From an early age, children interact with other children and adults within and outside of the family environment, and the outcomes of these interactions may shape child development and wellbeing. In addition, the interactions of parents with wider society may also play a role in shaping child outcomes if children witness these interactions or if these interactions influence the parenting received by the child. To date, there is very little evidence on the extent to which child and parental interactions with wider society matter for child development and wellbeing. We will address this issue by looking specifically at the effect of racism, which children may experience directly or vicariously through the experiences of parents, on children’s outcomes.

How will the research be carried out?

We will undertake a literature review to examine measures of racism and ways of exploring the relationships between racism and child outcomes. We will analyse secondary survey and cohort data to examine relationships between experience of racism and racist incidents and indicators of child development.

Timeframe:

February 2015 – March  2016

Who is undertaking the research?

Dr Ana Nuevo-Chiqeuro (Economics), Dr Anita Ratcliffe (Economics), Dr Gurleen Popli (Economics), Professor Sarah Salway (ScHARR)

How are stakeholders being engaged?

The project will engage with stakeholders including members of the public and policy and practice communities via a one day conference to be held in January 2016.

What will be the outputs from the study?

Findings will be used to inform the development of a more detailed, follow on research study. Findings will also be shared through presentations and academic papers.


Tailoring physical activity interventions to meet the needs of minority ethnic groups in England

This project is supported by CLAHRC YH

Aims of this project

  1. To establish the characteristics of physical activity interventions/programmes that prioritise minority ethnic community participation in England
  2. To identify the characteristics of ‘tailoring’ of interventions that account for minority ethnic population needs

Why is this important?

Adapted public health interventions have widespread support as a means of challenging health inequity. Minority ethnic populations in the UK and across the Global North continue to display disadvantage in several health domains such as cardio-vascular disease and diabetes (Bhopal 2009). Physical activity interventions can play a positive role in reducing the risk of such conditions. Rates of participation in physical activity among minority ethnic populations are, however, low relative to the White British population in the UK. This research uses an existing national database to examine the characteristics of physical activity interventions intended for diverse populations. It is an opportunity to assess the current ‘state of the field’ and areas of emergent practice.

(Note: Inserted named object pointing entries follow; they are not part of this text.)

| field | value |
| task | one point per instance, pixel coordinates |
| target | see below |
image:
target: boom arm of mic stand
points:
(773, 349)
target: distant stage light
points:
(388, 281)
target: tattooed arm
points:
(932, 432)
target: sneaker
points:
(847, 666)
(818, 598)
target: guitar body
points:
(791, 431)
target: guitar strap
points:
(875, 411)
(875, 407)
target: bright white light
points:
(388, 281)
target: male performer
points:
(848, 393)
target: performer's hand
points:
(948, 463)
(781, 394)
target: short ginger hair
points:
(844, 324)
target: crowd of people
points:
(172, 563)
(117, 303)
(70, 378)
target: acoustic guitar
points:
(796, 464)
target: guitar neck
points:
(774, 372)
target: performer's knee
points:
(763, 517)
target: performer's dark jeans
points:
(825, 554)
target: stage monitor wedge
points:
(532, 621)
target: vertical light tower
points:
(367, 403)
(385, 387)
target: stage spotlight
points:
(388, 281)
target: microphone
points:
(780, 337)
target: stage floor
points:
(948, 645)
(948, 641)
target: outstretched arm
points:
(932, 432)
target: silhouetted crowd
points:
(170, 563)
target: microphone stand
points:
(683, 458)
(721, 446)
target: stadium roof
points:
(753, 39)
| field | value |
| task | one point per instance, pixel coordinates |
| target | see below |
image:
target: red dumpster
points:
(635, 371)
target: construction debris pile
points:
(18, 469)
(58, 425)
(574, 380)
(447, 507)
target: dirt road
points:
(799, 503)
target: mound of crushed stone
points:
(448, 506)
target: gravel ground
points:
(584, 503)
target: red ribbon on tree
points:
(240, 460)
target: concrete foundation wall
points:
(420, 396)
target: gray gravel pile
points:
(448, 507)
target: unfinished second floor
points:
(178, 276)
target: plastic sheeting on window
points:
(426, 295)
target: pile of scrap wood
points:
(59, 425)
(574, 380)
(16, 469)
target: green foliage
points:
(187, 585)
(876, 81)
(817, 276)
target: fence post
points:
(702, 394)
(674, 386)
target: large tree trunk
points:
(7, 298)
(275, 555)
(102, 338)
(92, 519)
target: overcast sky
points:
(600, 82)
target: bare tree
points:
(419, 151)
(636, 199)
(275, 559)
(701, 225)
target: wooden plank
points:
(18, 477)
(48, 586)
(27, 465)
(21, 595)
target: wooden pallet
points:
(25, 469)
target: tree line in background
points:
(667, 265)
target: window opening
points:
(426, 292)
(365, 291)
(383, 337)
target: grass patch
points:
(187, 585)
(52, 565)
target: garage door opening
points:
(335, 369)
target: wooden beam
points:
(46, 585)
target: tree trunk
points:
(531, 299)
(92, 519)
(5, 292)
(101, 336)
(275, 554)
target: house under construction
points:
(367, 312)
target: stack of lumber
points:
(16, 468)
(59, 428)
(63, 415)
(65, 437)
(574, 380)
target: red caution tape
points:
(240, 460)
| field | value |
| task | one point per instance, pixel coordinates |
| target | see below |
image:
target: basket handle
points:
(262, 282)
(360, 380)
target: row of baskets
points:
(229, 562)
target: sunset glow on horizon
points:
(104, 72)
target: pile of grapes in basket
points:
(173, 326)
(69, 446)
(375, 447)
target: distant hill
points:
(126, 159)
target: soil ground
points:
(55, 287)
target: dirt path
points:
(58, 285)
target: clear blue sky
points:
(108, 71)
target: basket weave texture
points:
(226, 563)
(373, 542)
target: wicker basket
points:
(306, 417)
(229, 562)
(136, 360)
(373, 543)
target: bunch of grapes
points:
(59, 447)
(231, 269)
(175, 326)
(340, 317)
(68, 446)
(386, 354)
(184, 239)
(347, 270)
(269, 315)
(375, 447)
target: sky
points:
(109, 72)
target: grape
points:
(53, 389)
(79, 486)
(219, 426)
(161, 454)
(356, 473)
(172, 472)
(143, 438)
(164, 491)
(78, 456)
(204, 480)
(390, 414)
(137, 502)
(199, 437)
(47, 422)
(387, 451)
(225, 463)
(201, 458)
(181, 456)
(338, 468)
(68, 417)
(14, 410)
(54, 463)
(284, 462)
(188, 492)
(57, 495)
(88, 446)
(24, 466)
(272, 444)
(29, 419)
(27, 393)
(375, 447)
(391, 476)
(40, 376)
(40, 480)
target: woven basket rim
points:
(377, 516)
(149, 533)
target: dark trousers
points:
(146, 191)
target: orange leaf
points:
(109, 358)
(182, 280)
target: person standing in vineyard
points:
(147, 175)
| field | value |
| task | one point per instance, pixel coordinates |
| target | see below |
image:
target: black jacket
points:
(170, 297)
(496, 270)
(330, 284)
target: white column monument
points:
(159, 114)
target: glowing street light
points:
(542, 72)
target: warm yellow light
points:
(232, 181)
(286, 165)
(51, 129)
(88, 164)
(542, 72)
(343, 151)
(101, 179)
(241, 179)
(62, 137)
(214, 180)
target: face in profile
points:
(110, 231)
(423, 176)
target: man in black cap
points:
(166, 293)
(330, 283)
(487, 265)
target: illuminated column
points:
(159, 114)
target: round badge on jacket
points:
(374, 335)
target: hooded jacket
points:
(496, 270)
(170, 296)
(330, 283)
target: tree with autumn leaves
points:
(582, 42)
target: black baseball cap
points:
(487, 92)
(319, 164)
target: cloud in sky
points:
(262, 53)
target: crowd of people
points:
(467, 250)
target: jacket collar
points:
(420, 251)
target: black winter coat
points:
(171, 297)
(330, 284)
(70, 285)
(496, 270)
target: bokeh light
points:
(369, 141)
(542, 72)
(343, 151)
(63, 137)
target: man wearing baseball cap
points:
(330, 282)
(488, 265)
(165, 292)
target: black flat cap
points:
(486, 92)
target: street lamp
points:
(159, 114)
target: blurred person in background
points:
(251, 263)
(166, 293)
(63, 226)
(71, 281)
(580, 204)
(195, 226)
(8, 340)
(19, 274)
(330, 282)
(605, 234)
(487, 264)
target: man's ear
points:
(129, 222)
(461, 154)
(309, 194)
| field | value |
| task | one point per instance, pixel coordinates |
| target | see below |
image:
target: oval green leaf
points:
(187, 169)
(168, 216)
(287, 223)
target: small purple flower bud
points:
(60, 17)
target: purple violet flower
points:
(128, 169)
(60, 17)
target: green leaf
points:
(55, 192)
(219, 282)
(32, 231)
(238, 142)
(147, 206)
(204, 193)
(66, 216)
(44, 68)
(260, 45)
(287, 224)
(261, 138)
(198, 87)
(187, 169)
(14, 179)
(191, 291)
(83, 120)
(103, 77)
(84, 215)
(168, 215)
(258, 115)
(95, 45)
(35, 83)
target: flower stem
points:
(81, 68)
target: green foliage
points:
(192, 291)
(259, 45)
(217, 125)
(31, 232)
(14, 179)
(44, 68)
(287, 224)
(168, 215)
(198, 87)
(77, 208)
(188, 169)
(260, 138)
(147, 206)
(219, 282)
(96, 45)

How will the research be carried out?

Analysis of an English database of physical activity interventions has been used to identify and analyse adaptations for minority ethnic participation. From this, case studies have been built to demonstrate good practice.

Timeframe: November 2014-December 2015

Who is undertaking the research?

Liz Such

How are stakeholders being engaged?

Stakeholders are being consulted in the identification and exploration of case studies and in ‘sense checking’ of the findings on adaptation.

What will be the outputs from the study?

A case study summary will be produced for consultation with community based organisations and other local partners. A peer reviewed journal paper.